Grief: Dealing with occasions
pink tulips


I’ve written about grief a couple of times before on my blog and it’s one of those things which in some way, everyone will sadly be able to relate to. I’m by no means an expert and I’ve only ever written about personal experiences, but I’ll start this post by saying that if you’re struggling with grief and you want to talk to someone who will just listen, please contact Cruse Bereavement Care on 0808 808 1677.

One thing I’ve learned is that grief doesn’t have a time limit, nor does it have a set pattern. There’s no expiry on it. I lost my dad over four years ago and whilst experience teaches you how to deal with your emotions, there are difficult days, which often come with triggers. Birthdays, anniversaries, Mother’s Day, Father’s Day, Christmas or any other day that was special to you. There have been years where I’ve gotten through Father’s Day and have been absolutely fine, and there have been days when I’ve been a mess. But both of those emotions are fine. I promise.

I wanted to write a list of a few things you can do to deal with such ‘occasions’ as whilst in you day to day life, you find your ‘new normals’ and adapt your routine to live without that person, the one off occasions, though infrequent, can throw you completely out of sync. I had no idea how I would be on such days after I lost by dad and I’ve found that my emotions have been fairly unpredictable each year, but I wanted to share the things that have helped me.
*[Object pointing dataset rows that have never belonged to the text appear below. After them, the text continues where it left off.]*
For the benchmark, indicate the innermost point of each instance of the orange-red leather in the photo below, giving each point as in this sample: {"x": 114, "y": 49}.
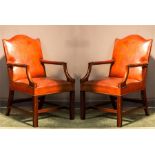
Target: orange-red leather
{"x": 24, "y": 50}
{"x": 109, "y": 85}
{"x": 130, "y": 50}
{"x": 44, "y": 86}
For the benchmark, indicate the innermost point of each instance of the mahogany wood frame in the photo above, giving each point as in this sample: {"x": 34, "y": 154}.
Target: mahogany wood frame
{"x": 37, "y": 107}
{"x": 117, "y": 108}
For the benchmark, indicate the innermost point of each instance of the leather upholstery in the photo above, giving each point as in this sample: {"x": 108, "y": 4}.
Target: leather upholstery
{"x": 109, "y": 86}
{"x": 130, "y": 50}
{"x": 24, "y": 50}
{"x": 44, "y": 86}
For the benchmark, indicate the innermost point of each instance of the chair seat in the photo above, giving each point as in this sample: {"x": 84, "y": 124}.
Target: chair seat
{"x": 109, "y": 85}
{"x": 45, "y": 85}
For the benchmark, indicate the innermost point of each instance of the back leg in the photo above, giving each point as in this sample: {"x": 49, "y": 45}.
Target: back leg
{"x": 145, "y": 103}
{"x": 42, "y": 100}
{"x": 10, "y": 102}
{"x": 112, "y": 98}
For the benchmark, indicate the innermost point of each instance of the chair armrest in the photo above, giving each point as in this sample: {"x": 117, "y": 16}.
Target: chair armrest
{"x": 123, "y": 83}
{"x": 90, "y": 64}
{"x": 11, "y": 65}
{"x": 64, "y": 64}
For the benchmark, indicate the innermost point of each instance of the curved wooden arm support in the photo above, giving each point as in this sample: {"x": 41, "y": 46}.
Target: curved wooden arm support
{"x": 90, "y": 64}
{"x": 123, "y": 83}
{"x": 64, "y": 64}
{"x": 11, "y": 65}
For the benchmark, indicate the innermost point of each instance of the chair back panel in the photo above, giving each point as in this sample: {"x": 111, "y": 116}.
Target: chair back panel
{"x": 130, "y": 50}
{"x": 25, "y": 50}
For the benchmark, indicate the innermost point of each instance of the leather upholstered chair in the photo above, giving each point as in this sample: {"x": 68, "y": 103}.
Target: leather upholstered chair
{"x": 128, "y": 68}
{"x": 27, "y": 74}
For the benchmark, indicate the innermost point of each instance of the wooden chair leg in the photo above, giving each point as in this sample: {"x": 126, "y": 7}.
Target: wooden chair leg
{"x": 145, "y": 103}
{"x": 42, "y": 100}
{"x": 112, "y": 98}
{"x": 82, "y": 105}
{"x": 72, "y": 105}
{"x": 35, "y": 111}
{"x": 119, "y": 111}
{"x": 10, "y": 102}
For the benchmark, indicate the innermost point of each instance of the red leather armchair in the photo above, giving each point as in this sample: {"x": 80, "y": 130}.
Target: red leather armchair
{"x": 128, "y": 68}
{"x": 27, "y": 74}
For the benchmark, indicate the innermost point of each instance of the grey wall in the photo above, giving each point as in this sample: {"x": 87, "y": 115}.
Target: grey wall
{"x": 77, "y": 45}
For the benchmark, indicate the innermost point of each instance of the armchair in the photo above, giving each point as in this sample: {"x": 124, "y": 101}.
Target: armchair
{"x": 127, "y": 74}
{"x": 27, "y": 74}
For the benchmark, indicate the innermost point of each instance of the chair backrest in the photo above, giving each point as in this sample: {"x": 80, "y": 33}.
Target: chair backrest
{"x": 25, "y": 50}
{"x": 130, "y": 50}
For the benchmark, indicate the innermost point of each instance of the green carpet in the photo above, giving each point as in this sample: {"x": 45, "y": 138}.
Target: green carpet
{"x": 94, "y": 119}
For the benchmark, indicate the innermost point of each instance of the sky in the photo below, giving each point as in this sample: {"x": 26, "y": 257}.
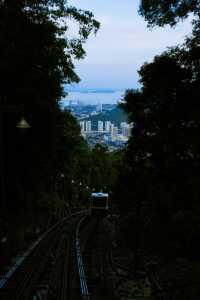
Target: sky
{"x": 122, "y": 44}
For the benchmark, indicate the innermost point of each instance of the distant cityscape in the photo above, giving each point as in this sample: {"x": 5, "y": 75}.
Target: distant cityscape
{"x": 96, "y": 127}
{"x": 107, "y": 133}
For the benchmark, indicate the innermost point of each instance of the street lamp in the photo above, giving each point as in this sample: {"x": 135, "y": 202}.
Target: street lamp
{"x": 21, "y": 125}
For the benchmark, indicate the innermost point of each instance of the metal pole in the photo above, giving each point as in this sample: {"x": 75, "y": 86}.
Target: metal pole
{"x": 2, "y": 179}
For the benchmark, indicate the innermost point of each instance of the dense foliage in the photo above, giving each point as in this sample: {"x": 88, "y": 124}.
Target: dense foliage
{"x": 158, "y": 190}
{"x": 162, "y": 12}
{"x": 36, "y": 59}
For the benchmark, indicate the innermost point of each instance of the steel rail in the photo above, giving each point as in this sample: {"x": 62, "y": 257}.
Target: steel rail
{"x": 20, "y": 278}
{"x": 82, "y": 277}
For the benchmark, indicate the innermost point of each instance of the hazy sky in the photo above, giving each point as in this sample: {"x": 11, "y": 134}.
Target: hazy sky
{"x": 122, "y": 44}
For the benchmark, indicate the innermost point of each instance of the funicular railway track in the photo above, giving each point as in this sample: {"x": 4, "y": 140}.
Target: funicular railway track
{"x": 92, "y": 250}
{"x": 43, "y": 271}
{"x": 68, "y": 262}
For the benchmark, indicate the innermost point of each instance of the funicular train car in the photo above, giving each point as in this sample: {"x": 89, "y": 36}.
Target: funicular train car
{"x": 99, "y": 203}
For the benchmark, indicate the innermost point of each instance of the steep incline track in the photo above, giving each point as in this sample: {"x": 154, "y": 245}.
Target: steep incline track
{"x": 43, "y": 272}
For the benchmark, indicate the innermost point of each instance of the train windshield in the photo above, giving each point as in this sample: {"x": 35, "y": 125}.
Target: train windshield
{"x": 99, "y": 201}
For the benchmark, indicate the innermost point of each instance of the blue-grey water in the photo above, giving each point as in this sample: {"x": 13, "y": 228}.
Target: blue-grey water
{"x": 93, "y": 97}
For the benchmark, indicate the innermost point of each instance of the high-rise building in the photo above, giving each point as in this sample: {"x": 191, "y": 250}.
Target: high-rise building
{"x": 126, "y": 129}
{"x": 88, "y": 126}
{"x": 82, "y": 125}
{"x": 107, "y": 126}
{"x": 99, "y": 107}
{"x": 100, "y": 126}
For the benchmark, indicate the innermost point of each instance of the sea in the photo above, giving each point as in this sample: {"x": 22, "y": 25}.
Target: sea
{"x": 93, "y": 97}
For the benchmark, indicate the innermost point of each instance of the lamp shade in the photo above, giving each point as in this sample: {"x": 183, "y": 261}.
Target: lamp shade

Do something entirely different
Sometimes, it takes flipping an occasion on its head and doing something you’d never have done with your that person to get you through the day. For example, on Christmas Day, my mum, sister and I go to the seaside during the morning for a walk on the beach and to eat icecream*, something we would never have been able to do with my dad as we were limited by care calls and of course, a beach isn’t exactly wheelchair friendly. But it means that our old Christmas traditions stop having a gaping hole where my dad should have been.

*Please note that whilst I would thoroughly advocate this idea, take your own icecream as there is no guarantee that a shop will be open.

Visit their final resting place
This can be a source of comfort to some people as it can make you feel closer to your loved one. Personally, I still find it upsetting for this very reason but it’s important to me to visit my dad’s grave, and take flowers, simply because it’s his legacy. Though as a builder, he really has a legacy all over York, this is a place of calm and an important mark of respect and remembrance for me.

Mark the occasion
Doing something symbolic to celebrate their life is a lovely gesture on the day, even if it’s something small like raising a toast to their memory. On my Dad’s birthday just a couple of months after he passed away, I marked it by setting off Chinese fire lanterns with some of my closest friends as I was at university. Unfortunately one hit a car and another landed in a tree, but I like to think that he’d have been looking down and smiling at an evening which was both emotional and a fire hazard.

See friends or family
If you want to be distracted, spend time with people who will be aware of the situation but not necessarily emotionally invested in it beyond their relationship with you. If you’d prefer to be around people who knew your loved one and understand more closely what you’re going through, do that instead. Sometimes you may feel obliged to spend it with certain people, but please remember that this is a time to put your own mental health first and gently explaining this doesn’t make you a bad person.

Do whatever makes you feel better
If that’s going out and getting smashed, do it (just be a responsible adult and leave enough cash at home to order a takeaway when you get in). If you want to sit in your PJs and wallow, do it, and make sure you have the appropriate snacks. If you want to go about your day as you would every other day as that’s what works for you, that is also absolutely fine. When it comes to grief, there should be no judgement into how you deal with it, it’s entirely up to you, providing you’re not endangering yourself or anyone else.

Change plans if you need to
As I mentioned earlier, I’ve worked my way through several significant occasions over the last four years and have reacted differently year on year. That means you may make plans and want to cancel them or you may change your mind after waking up and feeling OK that morning. Both are totally OK and people will understand.


They’re just a few things that you can do to mark significant occasions following the death of someone close, and if you have any ideas or would like to share your experience, please do so in the comments. I’m writing this in advance as I’m aware that Father’s Day is coming up which is a significant day for me personally, but I really hope this post has helped even just one person.


P.S If you’ve made it this far as I’m aware that it’s been a long one, thank you. Now go make yourself a cup of tea, you deserve it.